The Essential Chasm Between Character and Power
Ken Khachigian’s Behind Closed Doors: In the Room with Reagan & Nixon is far more than a collection of well-polished West Wing anecdotes. It is a profound, if perhaps unintentional, meditation on the nature of power and the men who seek it. By providing an intimate, comparative portrait of two of the twentieth century’s most consequential presidents, Khachigian, a trusted aide to both, has crafted a work that reveals a fundamental truth: a leader’s internal order, his personal character, is the ultimate determinant of his public legacy. The book is not about politics in the shallow sense of policy debates and electoral strategy; it is about the stark contrast between two souls and their respective approaches to the immense burden of the presidency.
The portrait of Richard Nixon is a compelling tragedy. Khachigian presents a man of staggering intellect, strategic brilliance, and an almost unparalleled grasp of global geopolitics. Yet, this formidable mind was shackled to a spirit consumed by resentment and insecurity. The Nixon that emerges from these pages is a man perpetually at war, not with his political opponents, but with himself. His brilliance was yoked to a dark pragmatism that viewed every situation as a transactional problem to be managed, and every person as a tool or an obstacle. Khachigian’s account makes it clear that Watergate was not an aberration but the logical culmination of this worldview—the inevitable eruption of a deeply disordered character. It was the public manifestation of a man who could not conquer his own inner demons and thus sought to conquer those he perceived as his external enemies through any means necessary. His post-presidential quest for relevance reads as a desperate attempt at rehabilitation, a search for esteem that could never quite fill the void left by his own self-inflicted wounds.

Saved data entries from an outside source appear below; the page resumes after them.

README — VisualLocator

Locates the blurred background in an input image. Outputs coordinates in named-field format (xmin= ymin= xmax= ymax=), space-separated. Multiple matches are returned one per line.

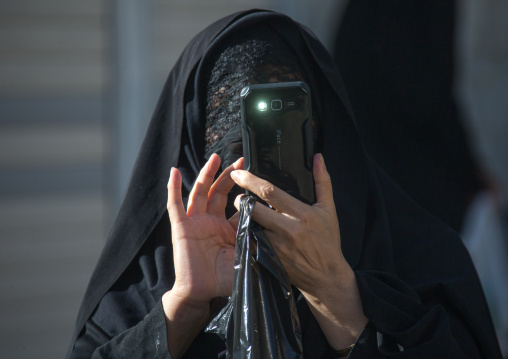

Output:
xmin=0 ymin=1 xmax=506 ymax=358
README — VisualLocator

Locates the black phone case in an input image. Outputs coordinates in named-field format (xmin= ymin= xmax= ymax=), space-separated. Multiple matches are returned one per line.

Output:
xmin=240 ymin=81 xmax=315 ymax=204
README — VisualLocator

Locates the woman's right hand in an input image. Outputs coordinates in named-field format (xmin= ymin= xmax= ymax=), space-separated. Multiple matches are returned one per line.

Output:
xmin=163 ymin=154 xmax=243 ymax=358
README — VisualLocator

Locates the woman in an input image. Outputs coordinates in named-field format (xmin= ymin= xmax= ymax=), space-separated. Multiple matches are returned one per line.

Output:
xmin=67 ymin=9 xmax=501 ymax=358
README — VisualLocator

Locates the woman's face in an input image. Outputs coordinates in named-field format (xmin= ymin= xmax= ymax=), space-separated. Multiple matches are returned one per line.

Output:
xmin=204 ymin=32 xmax=307 ymax=156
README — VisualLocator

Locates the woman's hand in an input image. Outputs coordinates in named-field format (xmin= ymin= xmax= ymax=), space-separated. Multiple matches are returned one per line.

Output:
xmin=230 ymin=153 xmax=345 ymax=296
xmin=168 ymin=153 xmax=243 ymax=303
xmin=230 ymin=153 xmax=368 ymax=350
xmin=163 ymin=154 xmax=243 ymax=358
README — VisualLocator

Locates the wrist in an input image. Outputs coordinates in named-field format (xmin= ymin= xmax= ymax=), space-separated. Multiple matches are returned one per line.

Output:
xmin=301 ymin=266 xmax=368 ymax=350
xmin=162 ymin=290 xmax=210 ymax=359
xmin=162 ymin=290 xmax=210 ymax=323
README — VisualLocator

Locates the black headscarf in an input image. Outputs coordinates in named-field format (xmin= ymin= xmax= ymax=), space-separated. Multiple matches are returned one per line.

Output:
xmin=67 ymin=9 xmax=501 ymax=359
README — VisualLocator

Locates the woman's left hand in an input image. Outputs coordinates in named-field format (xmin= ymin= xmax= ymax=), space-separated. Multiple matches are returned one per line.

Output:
xmin=230 ymin=153 xmax=368 ymax=349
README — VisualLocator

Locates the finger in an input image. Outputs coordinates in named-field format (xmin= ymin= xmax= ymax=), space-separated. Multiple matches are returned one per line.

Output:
xmin=167 ymin=167 xmax=187 ymax=224
xmin=208 ymin=157 xmax=244 ymax=215
xmin=313 ymin=153 xmax=334 ymax=207
xmin=230 ymin=170 xmax=305 ymax=217
xmin=228 ymin=211 xmax=240 ymax=232
xmin=187 ymin=154 xmax=221 ymax=216
xmin=233 ymin=194 xmax=293 ymax=234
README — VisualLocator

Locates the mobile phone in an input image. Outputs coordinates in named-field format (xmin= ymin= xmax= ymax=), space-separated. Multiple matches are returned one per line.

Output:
xmin=240 ymin=81 xmax=315 ymax=204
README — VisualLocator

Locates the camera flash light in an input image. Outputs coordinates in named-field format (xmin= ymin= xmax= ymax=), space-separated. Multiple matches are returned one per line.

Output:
xmin=257 ymin=101 xmax=268 ymax=111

In Ronald Reagan, Khachigian presents the antithesis. Where Nixon was complex, conspiratorial, and cynical, Reagan was a man of startling consistency and clarity. The book effectively demolishes the tired caricature of Reagan as a detached actor reading from a script. Instead, we see a leader whose actions flowed directly from a coherent and deeply held set of first principles. His optimism was not a performance but the product of his conviction in the inherent goodness of the American project and the liberty of the individual. Khachigian shows Reagan’s strength was not in his mastery of policy minutiae, but in his unwavering moral vision. He understood that the purpose of government was not to manage the affairs of its citizens but to secure the conditions for them to flourish on their own. This fundamental belief shaped everything from his economic policies to his unyielding stance against the Soviet Union. Reagan governed not from a place of insecurity or a desire to dominate, but from a place of profound confidence in the truths upon which the nation was founded.

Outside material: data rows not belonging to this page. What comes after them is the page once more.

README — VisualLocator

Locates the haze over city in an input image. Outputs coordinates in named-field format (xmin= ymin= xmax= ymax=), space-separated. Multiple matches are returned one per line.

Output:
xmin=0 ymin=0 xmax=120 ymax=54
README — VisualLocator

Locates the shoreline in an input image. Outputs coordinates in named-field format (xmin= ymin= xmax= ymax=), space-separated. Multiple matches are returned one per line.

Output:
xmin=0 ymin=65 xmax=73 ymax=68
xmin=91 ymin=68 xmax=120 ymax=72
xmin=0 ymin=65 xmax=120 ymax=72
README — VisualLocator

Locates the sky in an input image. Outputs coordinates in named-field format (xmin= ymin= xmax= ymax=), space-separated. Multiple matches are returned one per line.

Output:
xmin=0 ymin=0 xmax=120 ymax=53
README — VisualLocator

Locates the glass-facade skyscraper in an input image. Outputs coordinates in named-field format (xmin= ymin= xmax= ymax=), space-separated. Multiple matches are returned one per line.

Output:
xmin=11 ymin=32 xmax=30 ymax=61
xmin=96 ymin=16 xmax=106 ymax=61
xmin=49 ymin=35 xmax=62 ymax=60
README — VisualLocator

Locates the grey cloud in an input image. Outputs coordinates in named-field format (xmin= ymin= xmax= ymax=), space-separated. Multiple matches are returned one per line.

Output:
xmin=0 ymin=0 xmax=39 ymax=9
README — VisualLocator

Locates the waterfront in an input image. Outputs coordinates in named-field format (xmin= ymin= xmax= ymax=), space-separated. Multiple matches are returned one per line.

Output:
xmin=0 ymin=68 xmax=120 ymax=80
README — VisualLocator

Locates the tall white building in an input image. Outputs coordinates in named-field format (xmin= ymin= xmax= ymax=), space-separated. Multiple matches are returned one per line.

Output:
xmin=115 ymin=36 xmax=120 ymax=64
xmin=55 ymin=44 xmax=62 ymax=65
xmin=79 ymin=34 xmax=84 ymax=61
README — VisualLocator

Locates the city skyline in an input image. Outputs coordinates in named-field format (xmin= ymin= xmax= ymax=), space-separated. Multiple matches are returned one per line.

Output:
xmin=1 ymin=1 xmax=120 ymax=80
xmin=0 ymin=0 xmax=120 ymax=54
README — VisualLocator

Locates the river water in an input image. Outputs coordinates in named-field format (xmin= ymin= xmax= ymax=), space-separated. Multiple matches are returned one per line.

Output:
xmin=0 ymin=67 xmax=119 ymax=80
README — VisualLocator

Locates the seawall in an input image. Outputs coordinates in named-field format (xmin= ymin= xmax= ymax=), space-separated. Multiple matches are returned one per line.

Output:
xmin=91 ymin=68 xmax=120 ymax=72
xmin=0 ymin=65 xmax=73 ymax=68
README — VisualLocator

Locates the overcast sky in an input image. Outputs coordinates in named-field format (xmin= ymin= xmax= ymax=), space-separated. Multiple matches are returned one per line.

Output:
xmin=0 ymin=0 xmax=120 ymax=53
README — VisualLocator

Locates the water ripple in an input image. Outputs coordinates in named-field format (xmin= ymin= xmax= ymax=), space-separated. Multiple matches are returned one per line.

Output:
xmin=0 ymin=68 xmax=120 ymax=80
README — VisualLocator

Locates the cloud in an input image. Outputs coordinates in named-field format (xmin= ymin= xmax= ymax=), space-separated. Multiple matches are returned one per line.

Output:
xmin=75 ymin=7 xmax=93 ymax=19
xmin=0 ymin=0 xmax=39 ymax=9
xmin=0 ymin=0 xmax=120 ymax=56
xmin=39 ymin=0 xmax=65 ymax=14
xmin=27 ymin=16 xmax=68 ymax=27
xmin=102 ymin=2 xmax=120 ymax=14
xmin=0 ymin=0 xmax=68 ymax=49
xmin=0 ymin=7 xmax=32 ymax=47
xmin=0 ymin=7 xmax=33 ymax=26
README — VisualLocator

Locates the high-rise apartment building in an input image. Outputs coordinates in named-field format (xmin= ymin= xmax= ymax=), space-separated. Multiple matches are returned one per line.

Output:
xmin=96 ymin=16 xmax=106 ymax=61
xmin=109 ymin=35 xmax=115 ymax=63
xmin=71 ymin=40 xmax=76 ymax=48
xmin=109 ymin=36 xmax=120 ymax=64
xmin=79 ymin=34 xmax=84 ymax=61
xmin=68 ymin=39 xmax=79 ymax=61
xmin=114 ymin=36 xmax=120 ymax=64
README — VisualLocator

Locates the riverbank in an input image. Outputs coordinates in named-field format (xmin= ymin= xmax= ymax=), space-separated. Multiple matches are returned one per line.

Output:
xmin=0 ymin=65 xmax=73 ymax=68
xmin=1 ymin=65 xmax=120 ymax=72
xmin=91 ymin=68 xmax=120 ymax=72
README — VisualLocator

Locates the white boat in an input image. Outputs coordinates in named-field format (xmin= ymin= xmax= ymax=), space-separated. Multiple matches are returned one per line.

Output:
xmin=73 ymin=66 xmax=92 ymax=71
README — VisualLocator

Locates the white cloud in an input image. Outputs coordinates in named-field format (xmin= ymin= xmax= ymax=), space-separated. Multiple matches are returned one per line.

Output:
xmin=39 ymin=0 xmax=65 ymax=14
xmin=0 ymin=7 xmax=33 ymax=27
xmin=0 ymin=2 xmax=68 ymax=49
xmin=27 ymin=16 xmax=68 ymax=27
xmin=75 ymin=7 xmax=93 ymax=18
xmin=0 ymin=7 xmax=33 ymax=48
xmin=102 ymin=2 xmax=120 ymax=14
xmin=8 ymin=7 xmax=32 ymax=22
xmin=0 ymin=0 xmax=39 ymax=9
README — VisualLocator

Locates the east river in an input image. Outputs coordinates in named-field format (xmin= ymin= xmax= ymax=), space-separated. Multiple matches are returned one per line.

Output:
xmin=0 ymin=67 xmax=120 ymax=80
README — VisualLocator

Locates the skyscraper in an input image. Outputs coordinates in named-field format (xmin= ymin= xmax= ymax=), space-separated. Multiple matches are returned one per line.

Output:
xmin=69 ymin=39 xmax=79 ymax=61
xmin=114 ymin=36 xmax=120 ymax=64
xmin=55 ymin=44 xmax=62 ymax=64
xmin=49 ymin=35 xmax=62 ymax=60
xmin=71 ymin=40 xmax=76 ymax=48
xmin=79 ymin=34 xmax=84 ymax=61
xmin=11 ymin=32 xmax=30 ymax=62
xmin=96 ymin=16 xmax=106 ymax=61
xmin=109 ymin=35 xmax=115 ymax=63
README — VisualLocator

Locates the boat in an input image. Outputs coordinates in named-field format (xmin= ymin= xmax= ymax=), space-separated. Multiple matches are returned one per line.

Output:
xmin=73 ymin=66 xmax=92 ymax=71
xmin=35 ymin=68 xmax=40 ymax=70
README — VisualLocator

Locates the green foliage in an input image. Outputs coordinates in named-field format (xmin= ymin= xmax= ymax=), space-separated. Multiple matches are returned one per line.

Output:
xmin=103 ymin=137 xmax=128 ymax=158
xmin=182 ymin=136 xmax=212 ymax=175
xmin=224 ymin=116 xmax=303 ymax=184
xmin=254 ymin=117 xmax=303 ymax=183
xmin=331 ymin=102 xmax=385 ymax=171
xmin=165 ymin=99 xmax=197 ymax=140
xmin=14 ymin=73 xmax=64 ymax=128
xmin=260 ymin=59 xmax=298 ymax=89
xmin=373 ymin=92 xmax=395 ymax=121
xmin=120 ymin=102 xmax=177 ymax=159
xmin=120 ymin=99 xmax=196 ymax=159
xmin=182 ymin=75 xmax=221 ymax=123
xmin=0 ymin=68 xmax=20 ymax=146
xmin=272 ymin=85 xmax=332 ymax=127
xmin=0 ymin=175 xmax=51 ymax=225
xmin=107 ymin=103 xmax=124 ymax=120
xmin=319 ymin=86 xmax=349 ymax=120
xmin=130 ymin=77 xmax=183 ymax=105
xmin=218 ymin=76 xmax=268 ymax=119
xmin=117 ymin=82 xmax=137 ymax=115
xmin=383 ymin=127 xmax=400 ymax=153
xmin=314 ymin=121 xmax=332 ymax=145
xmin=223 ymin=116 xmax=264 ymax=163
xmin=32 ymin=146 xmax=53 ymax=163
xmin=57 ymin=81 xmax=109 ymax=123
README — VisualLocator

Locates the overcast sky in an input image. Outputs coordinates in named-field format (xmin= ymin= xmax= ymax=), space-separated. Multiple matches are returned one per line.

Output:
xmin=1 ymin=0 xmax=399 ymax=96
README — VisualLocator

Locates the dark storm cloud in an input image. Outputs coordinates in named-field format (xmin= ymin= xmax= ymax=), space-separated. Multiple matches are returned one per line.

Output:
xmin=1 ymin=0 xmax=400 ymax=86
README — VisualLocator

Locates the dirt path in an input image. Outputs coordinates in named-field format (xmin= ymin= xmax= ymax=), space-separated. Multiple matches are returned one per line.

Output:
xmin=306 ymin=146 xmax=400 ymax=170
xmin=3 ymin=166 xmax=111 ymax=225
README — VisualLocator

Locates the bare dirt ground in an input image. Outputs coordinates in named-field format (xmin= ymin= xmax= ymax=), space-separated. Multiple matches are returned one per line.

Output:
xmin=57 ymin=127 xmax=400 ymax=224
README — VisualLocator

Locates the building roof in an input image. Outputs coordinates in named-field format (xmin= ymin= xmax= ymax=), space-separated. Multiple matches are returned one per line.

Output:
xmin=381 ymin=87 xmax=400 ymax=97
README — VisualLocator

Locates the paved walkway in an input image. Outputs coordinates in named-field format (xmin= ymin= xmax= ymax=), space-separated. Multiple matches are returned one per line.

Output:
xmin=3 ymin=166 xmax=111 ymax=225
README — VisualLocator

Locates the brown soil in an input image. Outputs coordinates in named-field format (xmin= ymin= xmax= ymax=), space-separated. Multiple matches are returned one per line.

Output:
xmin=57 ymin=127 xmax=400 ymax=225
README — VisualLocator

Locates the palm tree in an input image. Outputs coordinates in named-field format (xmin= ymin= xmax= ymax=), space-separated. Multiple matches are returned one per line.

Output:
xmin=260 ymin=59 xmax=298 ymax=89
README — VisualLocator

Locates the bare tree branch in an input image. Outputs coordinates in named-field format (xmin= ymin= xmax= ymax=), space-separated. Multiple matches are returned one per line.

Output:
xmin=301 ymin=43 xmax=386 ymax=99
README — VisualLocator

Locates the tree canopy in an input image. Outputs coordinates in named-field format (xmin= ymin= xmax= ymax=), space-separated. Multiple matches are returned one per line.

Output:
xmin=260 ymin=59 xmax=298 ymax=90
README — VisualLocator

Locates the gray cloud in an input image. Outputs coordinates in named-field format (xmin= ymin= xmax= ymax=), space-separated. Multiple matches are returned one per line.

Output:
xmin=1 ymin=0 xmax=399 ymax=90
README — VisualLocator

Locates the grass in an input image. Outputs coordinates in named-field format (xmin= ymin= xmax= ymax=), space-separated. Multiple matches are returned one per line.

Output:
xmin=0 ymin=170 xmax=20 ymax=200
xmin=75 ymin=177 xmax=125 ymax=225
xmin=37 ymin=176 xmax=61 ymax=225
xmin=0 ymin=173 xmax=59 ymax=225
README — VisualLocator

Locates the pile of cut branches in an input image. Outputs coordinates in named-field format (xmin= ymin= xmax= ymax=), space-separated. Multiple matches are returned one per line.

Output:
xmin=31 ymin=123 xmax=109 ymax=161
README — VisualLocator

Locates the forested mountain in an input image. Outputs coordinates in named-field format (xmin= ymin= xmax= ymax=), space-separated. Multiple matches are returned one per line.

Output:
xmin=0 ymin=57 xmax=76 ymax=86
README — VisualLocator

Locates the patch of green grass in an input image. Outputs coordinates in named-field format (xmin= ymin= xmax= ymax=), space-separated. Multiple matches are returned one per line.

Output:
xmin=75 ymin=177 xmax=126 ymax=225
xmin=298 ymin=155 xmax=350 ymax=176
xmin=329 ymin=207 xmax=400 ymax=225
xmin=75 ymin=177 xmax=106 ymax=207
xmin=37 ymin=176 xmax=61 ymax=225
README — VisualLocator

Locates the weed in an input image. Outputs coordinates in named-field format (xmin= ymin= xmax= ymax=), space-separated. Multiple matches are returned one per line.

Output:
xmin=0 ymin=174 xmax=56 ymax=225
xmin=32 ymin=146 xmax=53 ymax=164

Ultimately, Behind Closed Doors is a masterful study in governance as an extension of character. Khachigian, in his understated and loyal prose, demonstrates how the passions that rule a man’s heart invariably come to rule his administration. Nixon’s presidency, for all its foreign policy triumphs, was corroded from within by the same paranoia and suspicion that defined the man himself. Reagan’s presidency, for all its challenges, was animated by the same faith, integrity, and good humor that were the hallmarks of his private persona. The book serves as an essential reminder that political philosophy and policy are secondary. The primary question is one of virtue. Does a leader possess the internal fortitude and moral clarity to wield power justly, or will he be undone by it? Khachigian’s invaluable record provides a clear and sobering answer.